La baisse a également été attribuée à des volumes d'échanges faibles, indiquant un manque de conviction marquée chez les investisseurs.

Les marchés asiatiques, en revanche, ont adopté un ton plus positif, la plupart des indices progressant.

En revanche, les contrats à terme européens laissaient entrevoir une ouverture plus faible, en recul d'environ 1.1%.

Les prix du pétrole montent mais restent en dessous d'un niveau clé

Les marchés pétroliers ont réagi plus fortement aux développements géopolitiques.

Les prix ont initialement bondi avant de s'apaiser légèrement, s'établissant autour de 5–6% de hausse sur la journée.

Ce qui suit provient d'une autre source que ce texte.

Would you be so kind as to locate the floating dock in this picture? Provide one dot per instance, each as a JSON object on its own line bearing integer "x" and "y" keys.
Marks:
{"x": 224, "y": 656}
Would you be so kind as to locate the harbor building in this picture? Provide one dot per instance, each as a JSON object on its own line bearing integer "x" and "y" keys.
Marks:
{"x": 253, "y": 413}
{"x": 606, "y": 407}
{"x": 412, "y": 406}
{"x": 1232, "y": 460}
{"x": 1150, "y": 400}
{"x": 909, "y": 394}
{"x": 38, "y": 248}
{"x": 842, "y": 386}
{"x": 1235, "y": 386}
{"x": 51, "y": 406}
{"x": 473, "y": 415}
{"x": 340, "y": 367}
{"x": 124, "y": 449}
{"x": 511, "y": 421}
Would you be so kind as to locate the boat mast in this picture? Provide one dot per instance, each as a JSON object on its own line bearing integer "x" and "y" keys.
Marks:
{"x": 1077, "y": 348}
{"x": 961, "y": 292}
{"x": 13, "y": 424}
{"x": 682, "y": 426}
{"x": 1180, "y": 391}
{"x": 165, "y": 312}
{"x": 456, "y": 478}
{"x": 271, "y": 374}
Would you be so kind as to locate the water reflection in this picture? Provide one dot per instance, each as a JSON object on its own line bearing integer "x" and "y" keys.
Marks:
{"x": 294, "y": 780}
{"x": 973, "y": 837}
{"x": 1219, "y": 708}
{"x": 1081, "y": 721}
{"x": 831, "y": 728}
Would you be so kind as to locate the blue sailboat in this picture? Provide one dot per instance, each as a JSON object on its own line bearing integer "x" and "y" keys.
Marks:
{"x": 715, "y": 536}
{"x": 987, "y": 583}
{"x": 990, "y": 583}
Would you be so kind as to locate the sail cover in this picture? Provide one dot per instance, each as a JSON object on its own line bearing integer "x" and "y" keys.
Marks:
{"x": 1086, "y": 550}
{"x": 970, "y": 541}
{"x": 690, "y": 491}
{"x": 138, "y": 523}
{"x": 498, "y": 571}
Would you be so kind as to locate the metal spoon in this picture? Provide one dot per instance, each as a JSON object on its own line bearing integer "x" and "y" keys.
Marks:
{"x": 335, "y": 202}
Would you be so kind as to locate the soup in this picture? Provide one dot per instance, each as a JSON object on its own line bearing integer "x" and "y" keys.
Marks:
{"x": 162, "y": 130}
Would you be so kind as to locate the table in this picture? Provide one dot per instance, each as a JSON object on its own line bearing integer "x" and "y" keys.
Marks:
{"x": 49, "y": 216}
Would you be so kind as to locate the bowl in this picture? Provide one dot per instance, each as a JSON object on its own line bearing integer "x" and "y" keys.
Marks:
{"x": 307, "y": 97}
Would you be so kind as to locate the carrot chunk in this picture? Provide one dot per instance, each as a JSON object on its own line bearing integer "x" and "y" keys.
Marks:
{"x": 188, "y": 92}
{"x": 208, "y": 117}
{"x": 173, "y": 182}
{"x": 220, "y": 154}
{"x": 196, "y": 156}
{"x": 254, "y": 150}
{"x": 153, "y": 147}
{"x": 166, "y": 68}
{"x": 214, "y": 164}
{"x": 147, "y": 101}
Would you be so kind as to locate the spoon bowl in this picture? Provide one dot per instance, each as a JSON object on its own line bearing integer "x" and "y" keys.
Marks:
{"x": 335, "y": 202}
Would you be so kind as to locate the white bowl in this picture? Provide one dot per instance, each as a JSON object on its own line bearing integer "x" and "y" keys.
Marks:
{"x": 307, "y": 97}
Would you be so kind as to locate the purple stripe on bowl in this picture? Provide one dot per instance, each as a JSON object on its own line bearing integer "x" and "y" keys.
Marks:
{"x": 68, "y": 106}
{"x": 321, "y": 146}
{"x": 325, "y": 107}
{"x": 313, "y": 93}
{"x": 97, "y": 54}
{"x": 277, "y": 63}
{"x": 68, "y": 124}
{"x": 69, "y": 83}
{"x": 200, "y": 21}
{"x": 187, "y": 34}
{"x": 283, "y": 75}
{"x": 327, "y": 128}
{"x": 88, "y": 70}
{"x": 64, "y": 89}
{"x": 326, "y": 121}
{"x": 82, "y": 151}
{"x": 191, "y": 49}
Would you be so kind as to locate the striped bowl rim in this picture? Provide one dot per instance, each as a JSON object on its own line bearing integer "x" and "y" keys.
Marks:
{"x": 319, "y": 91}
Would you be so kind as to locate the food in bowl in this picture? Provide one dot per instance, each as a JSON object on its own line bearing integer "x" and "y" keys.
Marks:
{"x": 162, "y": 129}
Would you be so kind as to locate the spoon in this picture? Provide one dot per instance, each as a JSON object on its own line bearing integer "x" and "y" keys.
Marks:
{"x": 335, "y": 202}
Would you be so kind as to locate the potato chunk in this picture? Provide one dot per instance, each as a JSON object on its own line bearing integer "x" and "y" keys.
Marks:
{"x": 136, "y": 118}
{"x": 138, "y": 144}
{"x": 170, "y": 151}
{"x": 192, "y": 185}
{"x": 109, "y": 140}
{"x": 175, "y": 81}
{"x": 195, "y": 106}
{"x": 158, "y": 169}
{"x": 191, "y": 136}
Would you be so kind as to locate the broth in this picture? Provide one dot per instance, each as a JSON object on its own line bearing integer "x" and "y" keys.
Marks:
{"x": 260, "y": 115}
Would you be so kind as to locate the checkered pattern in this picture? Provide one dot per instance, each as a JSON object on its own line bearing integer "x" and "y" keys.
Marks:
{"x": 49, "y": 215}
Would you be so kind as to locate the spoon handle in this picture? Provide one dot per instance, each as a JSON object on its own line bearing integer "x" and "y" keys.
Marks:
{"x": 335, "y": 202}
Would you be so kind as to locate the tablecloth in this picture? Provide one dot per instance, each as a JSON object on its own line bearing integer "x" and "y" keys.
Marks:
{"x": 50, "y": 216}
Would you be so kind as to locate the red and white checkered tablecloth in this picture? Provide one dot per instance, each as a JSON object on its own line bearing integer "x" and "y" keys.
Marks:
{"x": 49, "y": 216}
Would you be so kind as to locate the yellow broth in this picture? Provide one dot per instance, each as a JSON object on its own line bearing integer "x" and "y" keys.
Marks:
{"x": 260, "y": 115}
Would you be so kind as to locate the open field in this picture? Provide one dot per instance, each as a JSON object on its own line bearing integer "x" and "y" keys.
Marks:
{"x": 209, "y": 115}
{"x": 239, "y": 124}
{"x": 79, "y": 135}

Le pétrole est resté en dessous du seuil psychologique de $100 le baril, suggérant que, bien que les inquiétudes sur l'offre augmentent, les marchés n'anticipent pas encore de perturbations sévères.

Les tensions entre les États-Unis et l'Iran s'intensifient

Les risques géopolitiques restent une préoccupation majeure.

Les États-Unis ont déclaré avoir saisi un navire cargo iranien ayant tenté d'échapper à leur blocus, provoquant une réaction vive de Téhéran.

L'Iran, pour sa part, a promis des représailles et annoncé qu'il ne participerait pas à une deuxième série de pourparlers que Washington espérait lancer avant l'expiration du cessez-le-feu mardi.

Ces développements ont accru l'incertitude, notamment sur la stabilité des routes maritimes dans le détroit d'Hormuz, artère critique pour les approvisionnements énergétiques mondiaux.

Les alliés expriment des inquiétudes sur la diplomatie

Les tensions reconfigurent également les relations diplomatiques.

Des alliés européens ont exprimé leurs craintes qu'une équipe de négociation américaine peu expérimentée ne cherche un accord rapide destiné aux gros titres, susceptible de créer des risques à plus long terme.

Cité dans un article de Reuters, le Premier ministre du Canada, Mark Carney, a déclaré que les liens étroits avec les États-Unis, autrefois considérés comme une force, étaient désormais devenus une faiblesse.

Ses propos reflètent un malaise croissant chez les alliés à l'égard de l'approche de Washington.

Le détroit d'Hormuz reste au centre de l'attention

Malgré la déclaration de l'Iran selon laquelle le détroit d'Hormuz était de nouveau fermé, le sentiment de marché a trouvé un soutien dans les données du trafic maritime.

Les données de Kpler ont montré que plus de 20 navires ont traversé le détroit samedi, ce qui en fait la journée la plus active depuis le 1er mars.

Cela indiquait que, du moins pour l'instant, les flux commerciaux se poursuivaient malgré les tensions politiques.

Les marchés ont semblé se rassurer de ces données, renforçant l'idée que les perturbations pourraient rester limitées à court terme.

Au-delà de la géopolitique, les moteurs traditionnels du marché reprennent peu à peu le devant de la scène.

Les résultats d'entreprise, les données économiques et les développements politiques devraient influencer le sentiment dans les prochains jours.

Au Royaume-Uni, le Premier ministre Keir Starmer doit s'adresser au Parlement lundi.

Il est sous une pression croissante concernant sa gestion de la nomination de Peter Mandelson comme ambassadeur auprès des États-Unis, à la suite d'une controverse liée aux anciennes associations de Mandelson.